Bug 123699 - fails to create INDEX from .fits file binary extention
Summary: fails to create INDEX from .fits file binary extention
Status: RESOLVED WORKSFORME
Alias: None
Product: kst
Classification: Applications
Component: general (show other bugs)
Version: 1.10.0
Platform: unspecified Linux
: NOR normal
Target Milestone: ---
Assignee: kst
URL:
Keywords:
Depends on:
Blocks:
 
Reported: 2006-03-16 02:19 UTC by Brendan Crill
Modified: 2023-01-13 05:13 UTC (History)
1 user (show)

See Also:
Latest Commit:
Version Fixed In:


Attachments

Note You need to log in before you can comment on or make changes to this bug.
Description Brendan Crill 2006-03-16 02:19:46 UTC
Version:           1.3.0_devel (using KDE 3.4.2 Level "b" , SUSE 10.0)
Compiler:          Target: i586-suse-linux
OS:                Linux (i686) release 2.6.13-15.8-default

How to reproduce:
kst -y 1 kst/tests/healpix/healpix_example_sm.fits

I don't get a plot, and the following error is reported in the debug dialog:
Failed to create vector 'INDEX' from file '/home/bpc/graphics/kst/tests/healpix/healpix_example_sm.fits'.


I do not get this error when I am trying to read a fits file with an ascii extension
Comment 1 Ted Kisner 2006-03-16 02:31:56 UTC
healpix fits files are a "special" type of FITS file from kst's perspective.  
The healpix datasource claims ownership of the file instead of the LFIIO 
datasource (which normally reads table extensions).

To plot the healpix data as a map, one uses the "-z" command line option.

The command below suggests that you wish to plot the raw pixel data on an x-y 
plot (i.e. pixel value vs. pixel index), correct?  This is not currently 
supported by the healpix datasource.  The datasource currently returns either 
a cartesian projection of a map as a matrix, OR one of the polarization 
pseudo vector coordinates.  Vector fields won't be supported until the new 
rendering system is in place.

Do we want the healpix datasource to be able to return raw pixel values?

-Ted

On Wednesday 15 March 2006 17:19, Brendan Crill wrote:
| How to reproduce:
| kst -y 1 kst/tests/healpix/healpix_example_sm.fits
|
| I don't get a plot, and the following error is reported in the debug
| dialog: Failed to create vector 'INDEX' from file
| '/home/bpc/graphics/kst/tests/healpix/healpix_example_sm.fits'.
Comment 2 Brendan Crill 2006-03-16 02:43:50 UTC
OK, I get it, it's not a problem with fits binary extensions, its a problem with kst automatically recognizing the file as a fits healpix map.
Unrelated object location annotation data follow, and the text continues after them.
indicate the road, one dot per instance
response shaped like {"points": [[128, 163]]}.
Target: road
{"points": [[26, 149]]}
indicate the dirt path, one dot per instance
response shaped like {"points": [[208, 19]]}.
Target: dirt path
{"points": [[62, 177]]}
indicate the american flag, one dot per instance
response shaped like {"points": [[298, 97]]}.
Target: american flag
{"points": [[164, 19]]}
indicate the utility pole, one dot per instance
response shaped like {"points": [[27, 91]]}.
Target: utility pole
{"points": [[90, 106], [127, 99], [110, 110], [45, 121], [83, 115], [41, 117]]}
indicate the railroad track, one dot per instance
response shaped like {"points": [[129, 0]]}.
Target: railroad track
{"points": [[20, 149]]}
I first encountered this bug when was trying to plot the signal from one map vs. the signal from another in an x-y plot (which would be very useful...)  

Comment 3 Netterfield 2006-03-16 02:55:36 UTC
I think all data sources that return vectors should return an INDEX column.
Comment 4 Ted Kisner 2006-03-16 02:57:24 UTC
On Wednesday 15 March 2006 17:43, Brendan Crill wrote:
| ------- OK, I get it, it's not a problem with fits binary extensions, its a
| problem with kst automatically recognizing the file as a fits healpix map.
| I first encountered this bug when was trying to plot the signal from one
| map vs. the signal from another in an x-y plot (which would be very
| useful...)

This is easy to implement.  The next question is should the datasource simply 
return the data in the table, or should it always return full-sphere vectors?
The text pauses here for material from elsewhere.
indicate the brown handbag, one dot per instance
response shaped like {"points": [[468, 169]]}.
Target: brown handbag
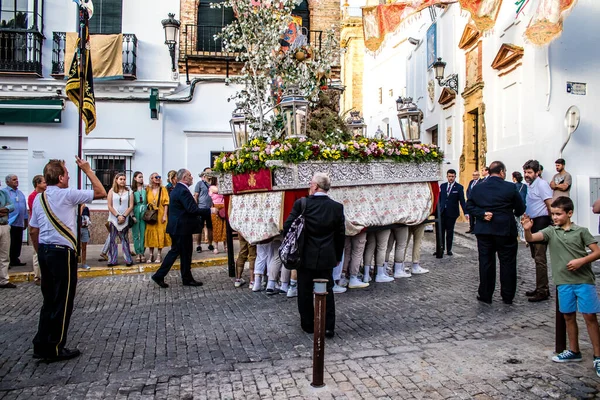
{"points": [[151, 213]]}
For example, let's say that you are comparing pixel data from 2 files.  One 
file is a "full-sphere" FITS file without an pixel number column, and the 
other is a "cut-sphere" FITS file with pixel number and signal columns.

hmmm, need to think about this some more.

-Ted
Comment 5 Ted Kisner 2006-03-16 04:38:57 UTC
On Wednesday 15 March 2006 17:55, netterfield@astro.utoronto.ca wrote:
| 02:55 ------- I think all data sources that return vectors should return an
| INDEX column.

Ok, I think what I will do is the following:

1.  Add INDEX and an entry for each map to the vector fieldlist.

2.  when readField is called for a map, do the simple thing and just return 
the table columns.  So this means that for cut-sphere files, the user will 
need to plot the data versus the pixel column.

For example, with full-sphere file:

kst -y 1 -y 2 fulldata.fits

and with cut-sphere:

kst -x 1 -y 2 -y 3 cutdata.fits 

This means that it will NOT be possible to mix cut and full files on the 
command line (you have to go to the datamanager).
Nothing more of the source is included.